I’ve Pushed Newscoma into the Creek!

Ha, it makes me so happy to read about Newscoma’s adventures in Whites Creek! I hope that, today, Squirrel Queen gets something to eat before dinner. There’s food all over the house, woman! Enchiladas in the fridge, bagels in the cupboard.

Just don’t be sneaking off to the red store for burgers without me!

It’s been a strange visit.  Good fun, don’t get me wrong, but the animals are all acting like “If enough of us sit on these people, they won’t be able to leave.”  I’m concerned I’ll come home tonight and find Squirrel Queen crudely tied to a dining room chair, left with one hand free, of course, so that she can pet everyone who wants to be petted.

Bringing the Border to Nashville

I was watching Nezua’s video yesterday and totally digging all the Nezuas in the audience and nodding along as you do when you already agree with what you think someone is going to say, when he said something that caught my ear, about bringing the “intensity of the border guard situation and the borderlands to every city.”

As you know it would, my mind immediately jumped to the Channel 4 I-Team “investigation” into the “disappearance” of 1,200 illegal immigrants who were caught and then didn’t go to court and Sheriff Hall’s righteous indignation that the Feds would ask him to release people who were arrested for very minor crimes.

I have been thinking a bunch of things–about how the way we think about illegal immigration now puts the person who came here the wrong way (or stayed here too long) into an ongoing state of criminality (at least in the public mind; a paperwork issue turns into a crime against country), as if failure to jump through the hoops of government bureaucracy proves that you are a permanent member of a criminal class; about why it would be a problem if the 1,200 people who were identified as illegal immigrants disappeared, after all, isn’t that what we want, for them to, for all practical purposes, be gone from our city, and hasn’t this, then, been achieved?; and lastly, doesn’t it seem like Hall is most upset that he doesn’t know where these people are? Is it really the Sheriff’s job to monitor everyone who lives in his city and know where they are at all times?

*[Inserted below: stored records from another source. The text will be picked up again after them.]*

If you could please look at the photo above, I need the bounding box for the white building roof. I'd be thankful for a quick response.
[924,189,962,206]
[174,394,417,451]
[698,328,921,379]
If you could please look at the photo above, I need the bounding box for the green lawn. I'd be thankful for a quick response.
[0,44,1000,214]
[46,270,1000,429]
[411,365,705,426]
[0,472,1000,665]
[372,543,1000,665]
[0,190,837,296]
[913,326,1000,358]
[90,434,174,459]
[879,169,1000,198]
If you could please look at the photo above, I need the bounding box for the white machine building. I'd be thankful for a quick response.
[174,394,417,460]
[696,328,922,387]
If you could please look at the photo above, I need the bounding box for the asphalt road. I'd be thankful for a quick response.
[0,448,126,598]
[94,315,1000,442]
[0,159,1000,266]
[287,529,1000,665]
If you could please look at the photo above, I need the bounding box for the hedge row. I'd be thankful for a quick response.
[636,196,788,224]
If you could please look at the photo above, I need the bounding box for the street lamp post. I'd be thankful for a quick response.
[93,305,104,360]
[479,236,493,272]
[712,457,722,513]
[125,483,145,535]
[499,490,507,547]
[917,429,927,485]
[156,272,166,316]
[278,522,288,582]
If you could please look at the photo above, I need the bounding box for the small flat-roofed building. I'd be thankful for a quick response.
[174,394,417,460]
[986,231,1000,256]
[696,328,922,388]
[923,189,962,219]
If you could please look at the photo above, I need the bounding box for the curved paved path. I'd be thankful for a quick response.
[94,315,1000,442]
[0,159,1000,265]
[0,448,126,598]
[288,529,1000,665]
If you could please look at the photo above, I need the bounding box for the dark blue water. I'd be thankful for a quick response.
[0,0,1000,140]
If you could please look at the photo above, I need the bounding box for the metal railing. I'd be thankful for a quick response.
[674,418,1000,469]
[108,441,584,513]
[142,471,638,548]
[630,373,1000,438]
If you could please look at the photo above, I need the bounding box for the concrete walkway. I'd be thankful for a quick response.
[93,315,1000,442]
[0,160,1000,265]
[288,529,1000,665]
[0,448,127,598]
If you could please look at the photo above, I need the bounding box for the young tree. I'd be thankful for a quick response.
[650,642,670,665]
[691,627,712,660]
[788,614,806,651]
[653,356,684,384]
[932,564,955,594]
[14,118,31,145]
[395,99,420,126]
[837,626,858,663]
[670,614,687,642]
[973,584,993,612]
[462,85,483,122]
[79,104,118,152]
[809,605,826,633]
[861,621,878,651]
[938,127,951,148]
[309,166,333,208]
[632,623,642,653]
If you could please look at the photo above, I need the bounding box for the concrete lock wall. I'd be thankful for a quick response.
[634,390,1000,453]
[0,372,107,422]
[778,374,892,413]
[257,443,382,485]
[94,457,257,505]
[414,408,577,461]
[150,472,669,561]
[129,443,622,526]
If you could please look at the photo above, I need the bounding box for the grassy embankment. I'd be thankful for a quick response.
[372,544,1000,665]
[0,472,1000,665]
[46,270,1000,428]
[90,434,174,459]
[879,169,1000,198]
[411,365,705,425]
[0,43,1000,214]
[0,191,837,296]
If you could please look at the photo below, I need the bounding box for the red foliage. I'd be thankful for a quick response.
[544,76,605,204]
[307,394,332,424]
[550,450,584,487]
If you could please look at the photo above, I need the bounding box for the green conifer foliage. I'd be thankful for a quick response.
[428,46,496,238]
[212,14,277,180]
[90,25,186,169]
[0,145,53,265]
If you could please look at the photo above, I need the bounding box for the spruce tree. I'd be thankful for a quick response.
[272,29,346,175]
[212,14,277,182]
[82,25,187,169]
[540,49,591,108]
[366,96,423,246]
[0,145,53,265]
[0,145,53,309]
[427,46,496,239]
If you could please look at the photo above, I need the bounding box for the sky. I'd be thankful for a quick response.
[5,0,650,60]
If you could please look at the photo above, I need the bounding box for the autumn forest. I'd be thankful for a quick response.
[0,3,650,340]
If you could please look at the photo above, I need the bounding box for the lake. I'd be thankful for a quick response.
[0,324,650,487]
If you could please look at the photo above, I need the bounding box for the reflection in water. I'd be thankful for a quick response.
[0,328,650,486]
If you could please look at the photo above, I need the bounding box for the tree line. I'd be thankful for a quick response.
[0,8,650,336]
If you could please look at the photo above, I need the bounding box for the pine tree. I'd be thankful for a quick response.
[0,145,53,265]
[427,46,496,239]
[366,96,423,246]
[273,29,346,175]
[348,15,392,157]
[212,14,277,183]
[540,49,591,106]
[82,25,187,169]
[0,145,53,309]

We know Hall gets money for housing illegal immigrants for the Feds. He complains in the I-Team story about them not being willing to pony up money to pay to hold every illegal immigrant who comes through his jail.

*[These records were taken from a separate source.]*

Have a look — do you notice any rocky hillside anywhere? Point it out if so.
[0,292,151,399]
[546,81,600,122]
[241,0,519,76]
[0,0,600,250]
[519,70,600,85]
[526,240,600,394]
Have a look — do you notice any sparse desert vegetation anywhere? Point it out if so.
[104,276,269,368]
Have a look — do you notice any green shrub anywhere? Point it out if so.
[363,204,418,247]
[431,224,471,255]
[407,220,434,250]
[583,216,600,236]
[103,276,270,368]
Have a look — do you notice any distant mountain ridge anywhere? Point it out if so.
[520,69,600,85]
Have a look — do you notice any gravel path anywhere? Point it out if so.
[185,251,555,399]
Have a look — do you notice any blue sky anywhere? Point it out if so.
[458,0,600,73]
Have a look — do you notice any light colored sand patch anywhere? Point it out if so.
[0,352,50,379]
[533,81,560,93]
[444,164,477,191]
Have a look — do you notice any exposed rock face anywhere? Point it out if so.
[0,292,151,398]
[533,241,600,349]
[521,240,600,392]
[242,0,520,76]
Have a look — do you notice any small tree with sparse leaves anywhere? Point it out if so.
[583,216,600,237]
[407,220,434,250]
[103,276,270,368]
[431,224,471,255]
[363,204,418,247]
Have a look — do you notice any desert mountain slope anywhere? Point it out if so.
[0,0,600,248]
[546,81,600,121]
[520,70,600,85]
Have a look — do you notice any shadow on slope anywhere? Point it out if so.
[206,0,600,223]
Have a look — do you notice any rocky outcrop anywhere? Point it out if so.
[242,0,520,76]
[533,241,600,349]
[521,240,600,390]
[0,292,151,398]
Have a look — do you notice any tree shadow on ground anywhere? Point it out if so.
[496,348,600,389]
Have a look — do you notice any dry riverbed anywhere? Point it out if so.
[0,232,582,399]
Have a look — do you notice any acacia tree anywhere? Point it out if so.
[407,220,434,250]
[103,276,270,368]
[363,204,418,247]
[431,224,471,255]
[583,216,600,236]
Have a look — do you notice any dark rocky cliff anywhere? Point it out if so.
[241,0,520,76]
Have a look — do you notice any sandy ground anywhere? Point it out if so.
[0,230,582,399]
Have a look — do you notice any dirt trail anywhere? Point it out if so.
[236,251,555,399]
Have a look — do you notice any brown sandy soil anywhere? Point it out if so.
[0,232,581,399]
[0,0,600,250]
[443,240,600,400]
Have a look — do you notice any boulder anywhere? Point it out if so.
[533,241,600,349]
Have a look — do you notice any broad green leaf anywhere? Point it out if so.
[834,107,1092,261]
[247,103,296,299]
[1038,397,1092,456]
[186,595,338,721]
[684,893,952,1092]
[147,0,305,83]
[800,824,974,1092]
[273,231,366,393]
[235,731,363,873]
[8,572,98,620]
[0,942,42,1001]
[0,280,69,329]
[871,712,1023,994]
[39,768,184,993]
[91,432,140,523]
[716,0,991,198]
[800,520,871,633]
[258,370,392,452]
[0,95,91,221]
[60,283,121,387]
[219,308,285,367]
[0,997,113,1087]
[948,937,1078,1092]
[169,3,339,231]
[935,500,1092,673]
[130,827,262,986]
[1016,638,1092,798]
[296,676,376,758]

We know that Hall is upset at the Feds for telling him to let those of their prisoners who were arrested for minor crimes go because they then, sometimes, don’t show up for court in Memphis. (Though how people who aren’t allowed to get drivers’ licenses are supposed to get to Memphis is a whole other story).

We know that Hall is very proud of his ability to reduced the population of Nashville by one percent over the course of two years.

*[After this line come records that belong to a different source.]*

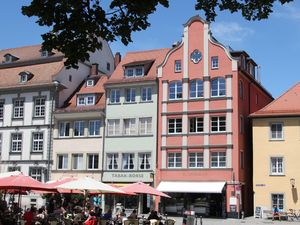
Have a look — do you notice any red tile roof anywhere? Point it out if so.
[250,82,300,117]
[105,48,170,85]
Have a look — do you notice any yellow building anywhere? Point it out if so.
[251,82,300,214]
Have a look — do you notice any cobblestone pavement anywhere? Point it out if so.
[169,217,300,225]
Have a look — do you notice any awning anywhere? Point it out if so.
[157,181,226,193]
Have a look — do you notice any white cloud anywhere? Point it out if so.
[212,22,254,42]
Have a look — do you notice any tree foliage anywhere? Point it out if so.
[22,0,293,68]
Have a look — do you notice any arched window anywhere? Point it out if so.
[211,77,226,97]
[169,81,182,100]
[190,80,203,98]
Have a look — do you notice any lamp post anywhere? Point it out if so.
[46,80,60,181]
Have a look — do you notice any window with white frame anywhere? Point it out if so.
[109,89,120,103]
[122,153,134,170]
[168,118,182,134]
[34,97,46,117]
[57,154,68,170]
[77,95,95,106]
[270,123,283,140]
[211,77,226,97]
[32,132,44,152]
[139,153,151,170]
[0,99,5,120]
[106,153,119,170]
[139,117,152,135]
[189,152,204,168]
[11,133,22,152]
[74,121,84,137]
[211,116,226,132]
[87,154,99,170]
[123,118,136,135]
[168,152,182,168]
[29,167,42,182]
[211,56,219,69]
[141,87,152,102]
[59,122,70,137]
[210,152,226,168]
[169,81,182,100]
[271,157,284,175]
[72,154,83,170]
[107,119,120,136]
[271,193,284,211]
[175,60,181,72]
[89,120,101,136]
[190,117,203,133]
[13,98,24,118]
[190,80,203,98]
[125,88,135,102]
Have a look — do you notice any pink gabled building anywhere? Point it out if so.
[156,16,273,217]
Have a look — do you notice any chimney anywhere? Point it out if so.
[115,52,121,68]
[90,63,98,75]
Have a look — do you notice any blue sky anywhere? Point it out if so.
[0,0,300,98]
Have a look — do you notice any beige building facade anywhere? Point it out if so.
[251,83,300,212]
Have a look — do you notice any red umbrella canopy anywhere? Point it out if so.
[0,174,49,191]
[120,182,171,198]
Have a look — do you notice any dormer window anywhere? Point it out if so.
[86,80,94,87]
[125,66,144,77]
[77,95,95,106]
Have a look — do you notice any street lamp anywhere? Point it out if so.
[46,80,60,181]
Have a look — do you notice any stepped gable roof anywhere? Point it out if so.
[105,48,170,85]
[55,74,108,113]
[0,45,64,89]
[250,82,300,117]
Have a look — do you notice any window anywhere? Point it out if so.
[107,120,120,136]
[190,80,203,98]
[0,99,5,120]
[77,95,95,106]
[110,89,120,103]
[11,133,22,152]
[141,87,152,102]
[175,60,181,72]
[239,80,244,99]
[32,132,44,152]
[123,118,136,135]
[72,154,83,170]
[34,97,46,117]
[125,88,135,102]
[211,152,226,168]
[271,157,284,175]
[270,123,283,140]
[211,116,226,132]
[89,120,101,136]
[14,99,24,118]
[139,117,152,135]
[168,152,182,168]
[211,56,219,69]
[271,194,284,211]
[29,167,42,182]
[107,153,118,170]
[86,80,94,87]
[122,153,134,170]
[190,117,203,133]
[189,152,204,168]
[74,121,84,137]
[169,81,182,100]
[59,122,70,137]
[88,154,99,170]
[139,153,151,170]
[57,154,68,170]
[211,77,226,97]
[169,118,182,134]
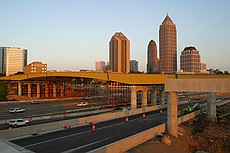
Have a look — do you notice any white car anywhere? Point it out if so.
[8,119,30,127]
[77,102,88,106]
[9,107,25,113]
[84,96,93,100]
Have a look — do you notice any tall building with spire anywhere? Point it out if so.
[159,15,177,73]
[0,47,27,76]
[109,32,130,73]
[147,40,158,73]
[180,46,201,73]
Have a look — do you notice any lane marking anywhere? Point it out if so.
[23,114,160,148]
[62,136,116,153]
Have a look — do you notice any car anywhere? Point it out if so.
[113,107,128,112]
[9,107,25,113]
[30,101,39,104]
[77,102,88,106]
[8,119,30,127]
[84,96,93,100]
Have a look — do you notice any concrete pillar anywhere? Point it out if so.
[131,86,137,109]
[53,83,57,98]
[151,88,157,106]
[167,92,178,138]
[59,84,64,97]
[142,87,148,107]
[159,89,165,105]
[18,82,22,96]
[207,92,217,122]
[45,83,49,98]
[28,83,32,97]
[37,83,41,98]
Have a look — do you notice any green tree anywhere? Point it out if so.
[0,82,9,101]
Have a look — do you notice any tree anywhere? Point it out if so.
[0,82,9,101]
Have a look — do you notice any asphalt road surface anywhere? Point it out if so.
[0,98,106,120]
[12,111,167,153]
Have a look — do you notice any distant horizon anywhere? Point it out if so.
[0,0,230,72]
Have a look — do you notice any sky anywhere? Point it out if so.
[0,0,230,72]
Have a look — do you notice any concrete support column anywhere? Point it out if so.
[142,87,148,107]
[59,84,64,97]
[45,83,49,98]
[37,83,41,98]
[159,89,165,105]
[18,82,22,96]
[167,92,178,138]
[151,88,157,106]
[207,92,217,122]
[53,83,57,98]
[28,83,32,97]
[131,86,137,109]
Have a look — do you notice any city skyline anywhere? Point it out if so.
[0,0,230,71]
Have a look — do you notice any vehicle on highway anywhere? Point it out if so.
[9,107,26,113]
[84,96,93,100]
[113,107,128,112]
[30,101,39,104]
[77,102,88,106]
[184,103,201,114]
[8,119,30,127]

And we know that he has no compunction about speaking to rabid anti-immigration groups (yes, all immigration, not just coming here illegally).

And yet it still felt like one part of the picture was missing. In all other aspects, Hall seems to be a great sheriff. He’s well respected by his peers. I’ve heard nothing but good things from the people who work for him. I’ve never heard people accuse him of treating inmates differently based on race.

So, what, exactly is tripping his trigger, so to speak?

If I think about it in terms of border-guarding, it makes sense to me. It’s weird to think about because people are like water in this regard. They flow around obstacles. They find the cracks and slip through, eventually*.  And we are way downstream from the border, from what some want to imagine as a dam, and we are all water, too, you know?

It’s like Hall is standing in a high spot in the river at Tiptonville, trying to scoop out the blue water from the brown, in order to keep the Mississippi undiluted by the Ohio. Even if it could be done, you couldn’t do it that far downstream.

But if you are hung up on the idea that the Mississippi is a muddy river that flows from Minnesota down to the Gulf, only, regardless of history or observable fact, it starts to make sense how you would feel yourself and your “river” compromised by the water from the Ohio.

It makes foolish sense, but it makes sense. You can imagine how a person starts to think about a series of mini-dams that would catch and filter out the water from the Ohio, how maybe fishing only from the west side of the river would encourage the water on the east side to just go back to Pennsylvania where it came from. You might even scoop out water you’ve identified as being more Ohio than Mississippi and boil it off to make sure that it can never come back to the Mississippi again. Shoot, you might take every opportunity to demand that the Feds continue to give you money for your great Mississippi/Ohio separation project.

But you’re not at the confluence of the rivers.

Even if what you wanted to do could be done, you can’t do it from Tennessee.

And there’s always going to be something that sits strange about insisting you be given all the resources you want in order to try.

—-

*I’m just going to say that I like and hate this metaphor for the same reason. I like it because, for a second, it focuses not on individual experience, but on the whole phenomenon, and lets us see the shape and actions of the large movement. I also hate it because it lets us focus on the whole large movement–immigration, border crossing, as a thing–and lets us too easily lose sight of the real human suffering every step of the way. But can we all just read the metaphor as a terribly imperfect metaphor and remember that, at every instance, how we do things now is not just foolish, but causes real and terrible suffering for everyone involved?